Devenu « Ferry le Tonkinois », le père de l'école publique sera victime, jusqu'à sa mort, d'une constante animosité de l'opinion. Il persiste, néanmoins, à défendre l'idée coloniale, notamment lors d'un grand discours à la Chambre, prononcé à propos de Madagascar le 28 juillet 1885, dans lequel il invoque « le devoir de civiliser les races inférieures ». Il fera paraître, en 1890, un opuscule intitulé Le Tonkin et la mère-patrie, justifiant la colonisation.
Lâché par les radicaux et pris à partie par les pamphlets de la droite nationaliste, qui dénoncent les liens de son frère Charles avec les milieux d'affaires coloniaux, Jules Ferry est désormais écarté des sommets du pouvoir. Le 3 décembre 1887, il n'obtient que 212 voix à l'élection présidentielle, contre 303 pour Sadi Carnot, qui est pourtant un personnage de moindre envergure. Une manifestation des boulangistes contre la corruption du régime, organisée la veille, avait pris pour cible « Ferry le Tonkinois » et, une semaine plus tard, il est blessé par balle par un boulangiste.
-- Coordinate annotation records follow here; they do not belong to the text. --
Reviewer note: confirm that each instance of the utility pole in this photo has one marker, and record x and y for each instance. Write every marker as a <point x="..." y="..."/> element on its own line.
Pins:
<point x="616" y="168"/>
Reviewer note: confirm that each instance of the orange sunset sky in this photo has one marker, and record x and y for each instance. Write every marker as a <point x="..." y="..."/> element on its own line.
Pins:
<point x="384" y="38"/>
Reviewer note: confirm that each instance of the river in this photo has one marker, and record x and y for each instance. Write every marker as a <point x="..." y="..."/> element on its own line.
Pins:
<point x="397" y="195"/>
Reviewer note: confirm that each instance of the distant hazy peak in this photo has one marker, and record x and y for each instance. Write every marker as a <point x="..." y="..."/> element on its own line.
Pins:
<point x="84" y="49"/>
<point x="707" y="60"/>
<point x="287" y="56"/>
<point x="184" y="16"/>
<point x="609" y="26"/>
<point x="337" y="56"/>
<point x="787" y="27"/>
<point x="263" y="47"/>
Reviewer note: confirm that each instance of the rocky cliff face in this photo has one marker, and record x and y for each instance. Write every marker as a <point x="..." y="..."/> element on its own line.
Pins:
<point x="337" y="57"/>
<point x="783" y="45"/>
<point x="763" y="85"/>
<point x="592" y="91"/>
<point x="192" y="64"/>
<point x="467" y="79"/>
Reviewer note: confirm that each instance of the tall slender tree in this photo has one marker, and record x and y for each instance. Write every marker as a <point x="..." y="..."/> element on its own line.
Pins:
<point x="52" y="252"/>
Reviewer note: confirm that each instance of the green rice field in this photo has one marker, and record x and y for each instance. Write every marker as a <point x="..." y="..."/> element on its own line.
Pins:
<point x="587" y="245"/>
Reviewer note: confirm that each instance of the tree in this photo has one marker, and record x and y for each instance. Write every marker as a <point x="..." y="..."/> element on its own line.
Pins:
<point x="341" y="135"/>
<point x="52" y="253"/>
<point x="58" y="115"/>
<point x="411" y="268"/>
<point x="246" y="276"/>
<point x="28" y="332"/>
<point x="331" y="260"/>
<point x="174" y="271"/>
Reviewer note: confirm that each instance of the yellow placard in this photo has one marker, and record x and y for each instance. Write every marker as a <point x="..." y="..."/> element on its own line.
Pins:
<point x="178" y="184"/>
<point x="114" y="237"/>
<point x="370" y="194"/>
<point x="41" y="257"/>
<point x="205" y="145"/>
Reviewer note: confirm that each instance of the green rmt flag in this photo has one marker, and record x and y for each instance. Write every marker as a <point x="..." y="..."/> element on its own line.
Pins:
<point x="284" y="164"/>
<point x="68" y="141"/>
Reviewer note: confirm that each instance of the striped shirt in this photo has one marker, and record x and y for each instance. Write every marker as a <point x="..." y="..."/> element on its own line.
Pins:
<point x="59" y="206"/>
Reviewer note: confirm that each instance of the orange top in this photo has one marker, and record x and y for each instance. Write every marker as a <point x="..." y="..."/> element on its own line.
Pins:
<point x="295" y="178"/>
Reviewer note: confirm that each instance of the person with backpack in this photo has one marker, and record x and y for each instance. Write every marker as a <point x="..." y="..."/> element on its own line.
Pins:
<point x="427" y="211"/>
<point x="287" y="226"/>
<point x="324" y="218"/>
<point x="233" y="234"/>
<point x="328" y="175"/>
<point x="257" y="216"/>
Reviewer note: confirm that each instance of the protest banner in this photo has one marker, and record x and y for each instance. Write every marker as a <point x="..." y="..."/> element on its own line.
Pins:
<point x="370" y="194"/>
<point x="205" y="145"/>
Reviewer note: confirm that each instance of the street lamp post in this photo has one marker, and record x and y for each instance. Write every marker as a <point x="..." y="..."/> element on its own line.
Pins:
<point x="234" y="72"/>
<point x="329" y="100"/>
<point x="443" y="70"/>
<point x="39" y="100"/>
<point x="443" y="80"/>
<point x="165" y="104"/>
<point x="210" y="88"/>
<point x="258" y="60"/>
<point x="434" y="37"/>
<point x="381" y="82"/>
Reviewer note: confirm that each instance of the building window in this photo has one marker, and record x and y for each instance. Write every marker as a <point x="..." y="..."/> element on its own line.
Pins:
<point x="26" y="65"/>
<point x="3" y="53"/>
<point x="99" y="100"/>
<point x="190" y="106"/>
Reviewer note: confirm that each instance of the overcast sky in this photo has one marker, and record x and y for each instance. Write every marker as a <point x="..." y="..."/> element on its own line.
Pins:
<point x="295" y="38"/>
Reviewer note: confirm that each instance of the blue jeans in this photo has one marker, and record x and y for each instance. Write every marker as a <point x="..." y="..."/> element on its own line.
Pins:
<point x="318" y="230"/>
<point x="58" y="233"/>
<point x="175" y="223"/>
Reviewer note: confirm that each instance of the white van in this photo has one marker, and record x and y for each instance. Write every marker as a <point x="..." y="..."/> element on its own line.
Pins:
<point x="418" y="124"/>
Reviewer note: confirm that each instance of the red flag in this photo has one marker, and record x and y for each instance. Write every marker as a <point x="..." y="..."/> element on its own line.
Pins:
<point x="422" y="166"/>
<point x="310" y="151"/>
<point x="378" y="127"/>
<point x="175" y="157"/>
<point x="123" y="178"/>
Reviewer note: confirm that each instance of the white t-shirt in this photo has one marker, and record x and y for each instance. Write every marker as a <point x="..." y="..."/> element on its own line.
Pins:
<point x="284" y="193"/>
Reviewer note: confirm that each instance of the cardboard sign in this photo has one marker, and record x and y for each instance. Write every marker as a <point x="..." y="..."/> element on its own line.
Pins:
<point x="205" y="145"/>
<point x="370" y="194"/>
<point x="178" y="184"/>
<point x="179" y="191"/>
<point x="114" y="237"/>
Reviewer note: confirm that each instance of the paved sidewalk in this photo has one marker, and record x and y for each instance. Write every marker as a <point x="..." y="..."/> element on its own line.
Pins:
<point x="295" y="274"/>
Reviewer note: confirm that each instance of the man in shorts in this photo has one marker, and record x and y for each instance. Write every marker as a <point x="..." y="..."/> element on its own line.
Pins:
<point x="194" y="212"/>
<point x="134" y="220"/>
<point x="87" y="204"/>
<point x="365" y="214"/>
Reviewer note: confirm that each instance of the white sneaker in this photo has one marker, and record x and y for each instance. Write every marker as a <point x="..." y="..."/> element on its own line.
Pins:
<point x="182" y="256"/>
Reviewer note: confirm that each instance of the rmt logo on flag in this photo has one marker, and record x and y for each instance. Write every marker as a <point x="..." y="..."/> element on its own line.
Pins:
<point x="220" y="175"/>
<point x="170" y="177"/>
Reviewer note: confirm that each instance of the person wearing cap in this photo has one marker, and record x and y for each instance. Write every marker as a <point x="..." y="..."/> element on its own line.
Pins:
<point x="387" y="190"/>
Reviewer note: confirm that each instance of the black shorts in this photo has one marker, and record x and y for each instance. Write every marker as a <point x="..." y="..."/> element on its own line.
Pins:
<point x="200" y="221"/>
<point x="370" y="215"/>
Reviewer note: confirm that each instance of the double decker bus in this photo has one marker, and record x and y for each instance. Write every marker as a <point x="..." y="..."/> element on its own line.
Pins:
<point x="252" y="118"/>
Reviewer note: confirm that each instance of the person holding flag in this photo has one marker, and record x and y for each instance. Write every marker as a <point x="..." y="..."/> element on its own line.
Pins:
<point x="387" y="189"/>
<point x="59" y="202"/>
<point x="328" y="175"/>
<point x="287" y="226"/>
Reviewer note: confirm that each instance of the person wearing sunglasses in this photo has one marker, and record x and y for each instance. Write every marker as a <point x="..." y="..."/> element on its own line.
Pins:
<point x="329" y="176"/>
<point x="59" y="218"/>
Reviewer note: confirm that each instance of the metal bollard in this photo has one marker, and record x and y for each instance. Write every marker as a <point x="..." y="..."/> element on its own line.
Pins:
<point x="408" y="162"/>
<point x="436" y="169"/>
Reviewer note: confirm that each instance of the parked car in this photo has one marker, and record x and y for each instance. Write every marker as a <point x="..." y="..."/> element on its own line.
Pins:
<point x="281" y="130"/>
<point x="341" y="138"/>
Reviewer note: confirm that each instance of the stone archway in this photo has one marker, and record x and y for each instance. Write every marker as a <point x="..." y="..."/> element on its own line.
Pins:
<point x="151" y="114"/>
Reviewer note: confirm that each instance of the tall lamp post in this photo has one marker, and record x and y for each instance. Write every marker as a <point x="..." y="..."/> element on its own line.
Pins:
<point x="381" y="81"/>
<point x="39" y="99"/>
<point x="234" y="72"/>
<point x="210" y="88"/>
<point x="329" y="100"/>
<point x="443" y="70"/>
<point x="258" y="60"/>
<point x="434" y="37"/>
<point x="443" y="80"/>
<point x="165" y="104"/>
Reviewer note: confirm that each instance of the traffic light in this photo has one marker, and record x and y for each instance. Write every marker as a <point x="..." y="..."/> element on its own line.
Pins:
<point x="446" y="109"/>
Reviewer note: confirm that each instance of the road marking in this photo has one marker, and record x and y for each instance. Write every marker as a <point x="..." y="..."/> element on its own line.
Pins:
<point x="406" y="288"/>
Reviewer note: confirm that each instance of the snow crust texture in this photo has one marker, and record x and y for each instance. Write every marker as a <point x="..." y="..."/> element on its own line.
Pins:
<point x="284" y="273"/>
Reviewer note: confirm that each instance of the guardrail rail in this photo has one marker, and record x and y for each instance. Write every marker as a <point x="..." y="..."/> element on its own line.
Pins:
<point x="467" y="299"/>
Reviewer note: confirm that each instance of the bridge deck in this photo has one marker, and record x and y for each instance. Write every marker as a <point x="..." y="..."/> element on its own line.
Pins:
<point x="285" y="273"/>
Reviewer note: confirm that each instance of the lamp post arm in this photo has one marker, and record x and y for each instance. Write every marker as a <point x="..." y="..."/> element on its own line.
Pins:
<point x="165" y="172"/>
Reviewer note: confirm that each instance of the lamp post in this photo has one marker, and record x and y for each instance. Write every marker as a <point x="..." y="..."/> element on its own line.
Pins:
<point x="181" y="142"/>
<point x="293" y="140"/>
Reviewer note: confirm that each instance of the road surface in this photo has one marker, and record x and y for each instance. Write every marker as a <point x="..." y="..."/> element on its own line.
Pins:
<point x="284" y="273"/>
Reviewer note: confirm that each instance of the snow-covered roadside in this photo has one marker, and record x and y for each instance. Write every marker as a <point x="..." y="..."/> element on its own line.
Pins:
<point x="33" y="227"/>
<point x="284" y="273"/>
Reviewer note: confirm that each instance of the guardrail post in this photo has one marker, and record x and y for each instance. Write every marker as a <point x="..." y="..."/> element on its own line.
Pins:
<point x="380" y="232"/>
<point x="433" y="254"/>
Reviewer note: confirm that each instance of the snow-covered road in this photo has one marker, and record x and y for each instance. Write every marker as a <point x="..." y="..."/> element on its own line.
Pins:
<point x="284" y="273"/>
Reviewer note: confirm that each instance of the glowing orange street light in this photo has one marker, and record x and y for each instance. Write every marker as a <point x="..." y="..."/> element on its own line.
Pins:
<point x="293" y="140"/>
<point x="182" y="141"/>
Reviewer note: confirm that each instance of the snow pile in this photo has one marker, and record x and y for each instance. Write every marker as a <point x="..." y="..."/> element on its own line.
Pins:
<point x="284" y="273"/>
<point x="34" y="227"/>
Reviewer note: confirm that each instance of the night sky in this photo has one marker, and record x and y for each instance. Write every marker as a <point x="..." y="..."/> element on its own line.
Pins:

Chef de file de l'opposition au général Boulanger, qu'il traite de « César de café-concert », il perd son siège des Vosges lors des élections législatives du 22 septembre 1889. Néanmoins, à partir du 4 février 1891, il va représenter ce département au Sénat, où il présidera la commission de l'Algérie, avant d'être élu à la présidence de cette assemblée, le 24 février 1893. C'est la reconnaissance de sa modération de la part d'une chambre qui l'avait pourtant combattu lorsqu'il était président du Conseil, mais qu'il avait défendue contre les attaques des radicaux, obtenant une révision limitée du[...]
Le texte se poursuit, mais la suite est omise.